A Ketchum siempre le fascinaron los monstruos reales, sociópatas o bastardos los llama él quitándoles así la particularidad de la excepción, esa concepción de hecho extraordinario que nos permite dormir tranquilos creyendo que su surgimiento se ha debido tan solo a una combinación sobrenatural de elementos que no forman parte de la vida cotidiana (Ketchum solo ha escrito una novela de temática sobrenatural, She Wakes, en la que se narra la historia de “una diosa reencarnada en una soleada isla griega”, según el mismo Ketchum). En La chica de al lado toma un hecho policial muy conocido, uno de los más atroces de la historia criminal estadounidense, y lo trabaja literariamente, es decir, no se deja llevar por el facilismo de exponer el caso, ficcionalizando un caso real, y así terminar hablando de un monstruo que nada tiene que ver con la sociedad en la que viven el autor o los lectores. En 1965, Sylvia Likens, de dieciséis años, es torturada, violada, golpeada y mutilada durante cuatro meses hasta su muerte en un sótano por Gertrude Baniszewski, sus hijos e hijas y varios adolescentes y niños del barrio en la ciudad de Indianápolis.

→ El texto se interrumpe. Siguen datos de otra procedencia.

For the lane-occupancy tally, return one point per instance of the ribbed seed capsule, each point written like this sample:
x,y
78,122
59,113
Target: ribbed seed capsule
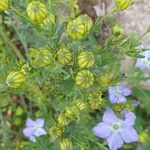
x,y
76,30
66,144
64,56
95,100
117,30
56,131
40,58
4,4
86,59
15,79
124,4
37,11
84,79
87,21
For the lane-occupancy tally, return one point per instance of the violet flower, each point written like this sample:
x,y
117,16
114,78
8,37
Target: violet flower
x,y
34,129
118,93
144,63
116,131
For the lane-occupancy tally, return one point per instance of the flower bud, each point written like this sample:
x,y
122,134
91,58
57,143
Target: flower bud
x,y
124,4
37,11
4,4
86,59
40,58
76,30
64,55
66,144
117,30
95,100
105,79
84,79
87,21
16,79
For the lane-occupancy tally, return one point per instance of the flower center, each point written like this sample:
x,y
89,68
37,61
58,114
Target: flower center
x,y
117,92
116,126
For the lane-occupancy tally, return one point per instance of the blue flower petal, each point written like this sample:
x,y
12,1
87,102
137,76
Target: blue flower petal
x,y
102,130
115,141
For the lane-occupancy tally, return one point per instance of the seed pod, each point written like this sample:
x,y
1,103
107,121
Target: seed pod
x,y
87,21
124,4
64,56
105,79
95,100
66,144
16,79
50,19
40,58
72,112
117,30
76,29
86,59
37,11
4,4
84,79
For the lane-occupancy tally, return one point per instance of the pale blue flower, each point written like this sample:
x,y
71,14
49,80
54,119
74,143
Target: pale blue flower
x,y
34,129
116,131
118,93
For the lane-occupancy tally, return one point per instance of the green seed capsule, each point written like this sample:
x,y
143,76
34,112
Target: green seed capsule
x,y
84,79
15,79
64,56
4,4
86,59
37,11
117,30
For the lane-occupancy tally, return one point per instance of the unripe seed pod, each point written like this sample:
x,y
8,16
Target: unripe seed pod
x,y
66,144
76,30
37,11
4,4
124,4
56,131
84,79
64,56
117,30
40,58
95,100
15,79
87,21
86,59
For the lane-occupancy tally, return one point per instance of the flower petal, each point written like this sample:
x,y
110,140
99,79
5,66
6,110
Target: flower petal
x,y
126,91
39,132
30,123
115,141
129,119
121,99
39,122
102,130
129,134
109,116
32,139
28,131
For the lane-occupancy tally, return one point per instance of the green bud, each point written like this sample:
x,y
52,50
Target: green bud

Ketchum encuentra el caso en el libro Bloodletters and Badmen, de Jay Robert Nash. Ketchum ha crecido en calles y casas como aquella en la que ocurrió el suplicio de Sylvia Likens, y eso le interesó porque tenía, de primera mano, todo el material con el que dar forma al entorno que puede llegar a producir un crimen como aquel.

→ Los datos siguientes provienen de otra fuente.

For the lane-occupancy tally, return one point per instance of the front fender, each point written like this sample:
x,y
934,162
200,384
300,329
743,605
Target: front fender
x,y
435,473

Ketchum trabaja con lo que cualquier infancia estándar ofrece, al igual que lo hace King, pero coloca a los infantes como víctimas, victimarios y espectadores. Si en Off Season había trabajado con una tercera persona que le permitía abordar los diferentes aspectos del accionar de un grupo de caníbales, en La chica de al lado el narrador será un testigo partícipe, un niño de doce años que comprende el horror de lo que presencia pero que, a su vez, no puede dejar de ser espectador de lo que ocurre, no quiere hacer daño directo pero desea saber el daño que los otros hacen; al mismo tiempo que construye magistralmente al testigo partícipe, a ese niño que roza el sadismo, Ketchum hace que el lector sea consciente del horror que se está narrando, lo censure, lo aborrezca, sienta la indignación porque algo así suceda pero no pueda soltar el libro, no pueda dejar de dar vuelta la página para saber qué más ocurre en esa historia que, de hecho, todos sabemos desde el comienzo cómo termina. Es entonces cuando la frase con la que comienza la novela, esa pregunta que el narrador partícipe nos hace, “¿Vos sabés lo que es el dolor?”, toma un sentido nuevo. El género del terror le permite a Ketchum alejarse del caso particular y volverlo colectivo; el horror abandona el caso policial y se va hacia los márgenes de sus partícipes ficticios que permiten comprender los porqués; el horror se hace social y deja de estar circunscripto a la categoría de los locos y enfermos, nos aleja de la noción de monstruos. El caso real, tratado como una crónica, solo plantea la existencia de estos, porque el horror tradicional se rodea de lo normativo, surge de él, es sanción para quien se aleja porque quien se sale de la norma es un monstruo. En Ketchum todo es como debe ser, todo es normal, todo cumple las reglas, salvo en los momentos en que deja de serlo, en que se aleja de las normas y mujeres, hombres y niños son dañados y dañan por igual. Si el terror, normalmente, es un pasatiempo que nos hace olvidar lo cotidiano porque se construye a partir de la imposibilidad, el terror de Ketchum nos hace recordar que, en determinadas circunstancias nada extraordinarias, podríamos ser víctimas o victimarios.